Proprio in questo momento, il rover Curiosity si sta preparando a usare il suo trapano per perforare una roccia marziana, un'operazione che non è mai stata eseguita prima sul Pianeta rosso.
Il rover è parcheggiato davanti a un interessante affioramento geologico chiamato John Klein, che presenta vene di minerali a base di calcio probabilmente idrati.

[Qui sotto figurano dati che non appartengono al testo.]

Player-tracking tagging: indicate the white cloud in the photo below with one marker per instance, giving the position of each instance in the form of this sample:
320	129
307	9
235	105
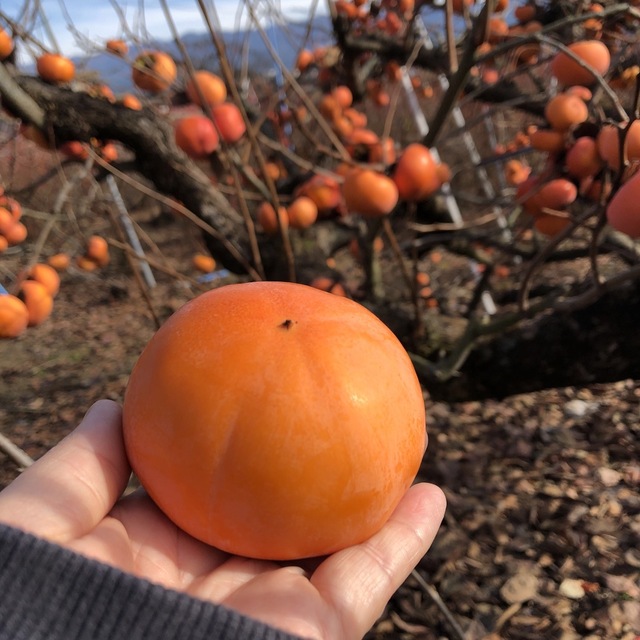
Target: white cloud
98	20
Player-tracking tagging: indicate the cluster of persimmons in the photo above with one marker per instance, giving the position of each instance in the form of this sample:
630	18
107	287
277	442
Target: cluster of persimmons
30	299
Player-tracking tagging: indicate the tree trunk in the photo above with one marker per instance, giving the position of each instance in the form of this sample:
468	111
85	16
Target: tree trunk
598	344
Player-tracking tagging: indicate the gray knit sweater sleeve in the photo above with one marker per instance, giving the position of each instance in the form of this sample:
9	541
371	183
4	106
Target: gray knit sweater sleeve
50	593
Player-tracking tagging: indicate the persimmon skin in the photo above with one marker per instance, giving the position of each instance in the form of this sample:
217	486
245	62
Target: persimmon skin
275	421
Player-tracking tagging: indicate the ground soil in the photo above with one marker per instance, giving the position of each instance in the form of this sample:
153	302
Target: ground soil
543	524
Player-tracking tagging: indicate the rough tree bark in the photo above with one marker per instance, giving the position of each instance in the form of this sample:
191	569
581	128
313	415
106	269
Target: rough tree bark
598	344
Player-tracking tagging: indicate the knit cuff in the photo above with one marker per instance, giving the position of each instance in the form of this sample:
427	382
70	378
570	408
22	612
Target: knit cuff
48	592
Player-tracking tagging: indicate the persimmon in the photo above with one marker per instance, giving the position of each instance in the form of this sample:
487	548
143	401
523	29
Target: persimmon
47	276
38	300
55	68
383	151
369	193
343	96
416	173
12	206
302	212
459	6
117	47
209	85
304	60
591	52
131	102
14	316
302	450
6	44
203	262
154	71
565	110
197	136
556	194
15	234
525	13
229	122
623	210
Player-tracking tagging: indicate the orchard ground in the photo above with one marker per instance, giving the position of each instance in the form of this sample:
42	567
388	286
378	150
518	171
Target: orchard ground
542	530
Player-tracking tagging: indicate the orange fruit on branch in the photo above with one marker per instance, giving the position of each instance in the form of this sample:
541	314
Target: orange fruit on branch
301	449
55	68
570	72
197	136
38	301
14	316
6	44
369	193
416	173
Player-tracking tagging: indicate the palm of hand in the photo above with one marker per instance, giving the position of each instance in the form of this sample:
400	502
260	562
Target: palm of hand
71	497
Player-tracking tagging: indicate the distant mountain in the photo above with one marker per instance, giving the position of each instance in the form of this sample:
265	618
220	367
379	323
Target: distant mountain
285	40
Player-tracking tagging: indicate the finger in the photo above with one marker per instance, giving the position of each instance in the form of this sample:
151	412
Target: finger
68	491
359	581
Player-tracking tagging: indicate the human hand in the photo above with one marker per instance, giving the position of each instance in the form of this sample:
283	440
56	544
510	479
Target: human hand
71	496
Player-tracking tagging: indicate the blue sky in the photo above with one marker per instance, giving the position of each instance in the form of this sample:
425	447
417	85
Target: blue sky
98	20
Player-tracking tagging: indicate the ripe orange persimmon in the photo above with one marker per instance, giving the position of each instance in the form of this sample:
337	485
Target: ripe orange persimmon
37	299
59	261
15	233
302	212
197	136
131	102
565	110
369	193
6	44
569	72
203	262
304	60
14	316
416	173
301	451
55	68
623	211
47	276
154	71
211	86
229	122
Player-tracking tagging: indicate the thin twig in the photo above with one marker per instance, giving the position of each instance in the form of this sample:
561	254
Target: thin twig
431	591
13	451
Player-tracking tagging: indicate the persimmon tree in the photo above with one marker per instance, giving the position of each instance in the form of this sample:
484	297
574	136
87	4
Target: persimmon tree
500	134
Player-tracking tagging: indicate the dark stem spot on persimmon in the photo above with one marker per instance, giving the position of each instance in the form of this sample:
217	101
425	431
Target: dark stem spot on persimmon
287	324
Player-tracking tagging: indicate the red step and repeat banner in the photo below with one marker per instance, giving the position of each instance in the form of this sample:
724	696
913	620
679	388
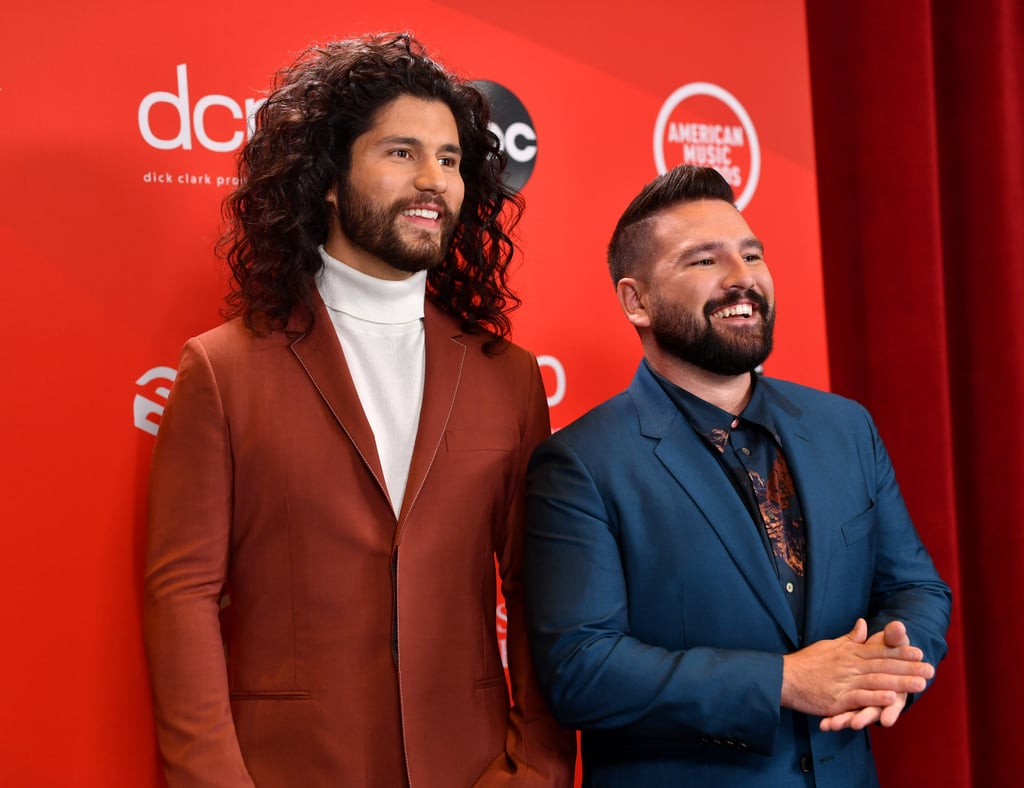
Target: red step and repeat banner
119	126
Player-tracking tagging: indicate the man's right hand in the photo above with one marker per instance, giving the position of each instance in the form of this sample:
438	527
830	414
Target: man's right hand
852	672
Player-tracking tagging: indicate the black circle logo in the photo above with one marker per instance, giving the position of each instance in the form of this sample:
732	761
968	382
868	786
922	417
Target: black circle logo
511	123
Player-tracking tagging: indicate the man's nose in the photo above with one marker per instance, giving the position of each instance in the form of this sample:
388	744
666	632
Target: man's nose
431	177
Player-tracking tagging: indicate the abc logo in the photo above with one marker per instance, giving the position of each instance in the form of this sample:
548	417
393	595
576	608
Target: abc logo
512	125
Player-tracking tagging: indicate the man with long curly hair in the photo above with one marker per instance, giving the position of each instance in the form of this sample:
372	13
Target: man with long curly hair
343	461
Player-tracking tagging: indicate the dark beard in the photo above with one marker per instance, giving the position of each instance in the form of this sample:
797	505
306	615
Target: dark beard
373	227
695	341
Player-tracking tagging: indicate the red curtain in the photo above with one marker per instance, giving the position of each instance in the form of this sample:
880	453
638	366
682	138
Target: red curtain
918	113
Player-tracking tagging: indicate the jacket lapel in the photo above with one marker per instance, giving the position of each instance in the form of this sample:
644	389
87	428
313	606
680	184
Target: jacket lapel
809	464
444	357
320	353
701	477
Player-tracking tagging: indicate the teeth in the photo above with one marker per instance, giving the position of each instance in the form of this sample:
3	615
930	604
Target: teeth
738	310
424	213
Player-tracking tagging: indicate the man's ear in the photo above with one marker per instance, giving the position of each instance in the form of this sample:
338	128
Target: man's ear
633	299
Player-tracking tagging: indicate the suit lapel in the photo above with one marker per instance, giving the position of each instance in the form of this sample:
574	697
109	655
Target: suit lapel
809	464
701	477
444	357
320	353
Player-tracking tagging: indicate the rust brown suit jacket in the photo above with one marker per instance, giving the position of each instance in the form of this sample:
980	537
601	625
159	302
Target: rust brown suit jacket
361	648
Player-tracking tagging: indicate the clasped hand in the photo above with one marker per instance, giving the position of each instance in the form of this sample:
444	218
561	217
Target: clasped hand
855	681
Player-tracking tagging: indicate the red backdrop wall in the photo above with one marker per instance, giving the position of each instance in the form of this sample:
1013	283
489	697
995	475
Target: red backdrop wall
118	128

«In questo test useremo la trivella solo nella modalità percussione, non nella modalità rotazione», spiega Ken Herkenhoff dell'USGS.
Prima di proseguire con le analisi vere e proprie, il team dovrà valutare i risultati ottenuti durante questo e altri test.
«Stiamo procedendo con precauzione», spiega Daniel Limonadi del JPL. «È una vera sfida. Sarà la prima volta che un robot perfora una roccia per raccogliere campioni su Marte».
Il rover ha raggiunto la roccia durante il 166esimo Sol di missione, dopo aver percorso 2.5 metri. Curiosity sta attualmente esplorando una piccola depressione nota come Yellownkife Bay, dove ha già raccolto nuovi indizi sul passato di Marte.
Il rover ha già eseguito quattro test in cui ha appoggiato il trapano sul suolo marziano e ha fatto pressione con l'aiuto del braccio robotico. Il team è stato in così in grado di confermare che la forza impressa è pari a quella prevista.
«Abbiamo lasciato il braccio così tutta la notte, per vedere come la pressione cambiava con la temperatura», continua Herkenhoff.
L'escursione termica marziana è molto ampia, e in tutto l'anno si va da temperature di 140 gradi centigradi sotto lo zero a +20°C. Gli scienziati hanno calcolato che gli strumenti a bordo di Curiosity si allargano e si restringono di 2.4 millimetri nell'arco di un giorno. È stato quindi importante verificare che con l'abbassarsi e l'alzarsi della temperatura i meccanismi del trapano non venissero sottoposti a troppo stress.
«Non abbiamo in mente di lasciare il trapano sulla roccia tutta la notte, ma in caso dovesse succedere, è importante sapere cosa dobbiamo aspettarci dall'hardware», spiega Limonadi. «Abbiamo eseguito i test a valori più bassi per imparare di più sugli effetti dell'escursione termica senza però mettere a rischio l'hardware».
Domani il laboratorio interno SAM analizzerà un campione portato dalla Terra per verificare un'eventuale contaminazione e assicurarsi che le camere che ospitano momentaneamente i campioni siano state ripulite perfettamente dopo le analisi condotte a Rocknest.
Durante questo periodo, il team è costretto a programmare le attività con due giorni di anticipo a causa della differenza tra l'orario marziano e quello terrestre. Da metà Febbraio, i dati raccolti durante il pomeriggio marziano arriveranno prima al team di Curiosity, che sarà così in grado di programmare le attività in base ai risultati raccolti il giorno prima.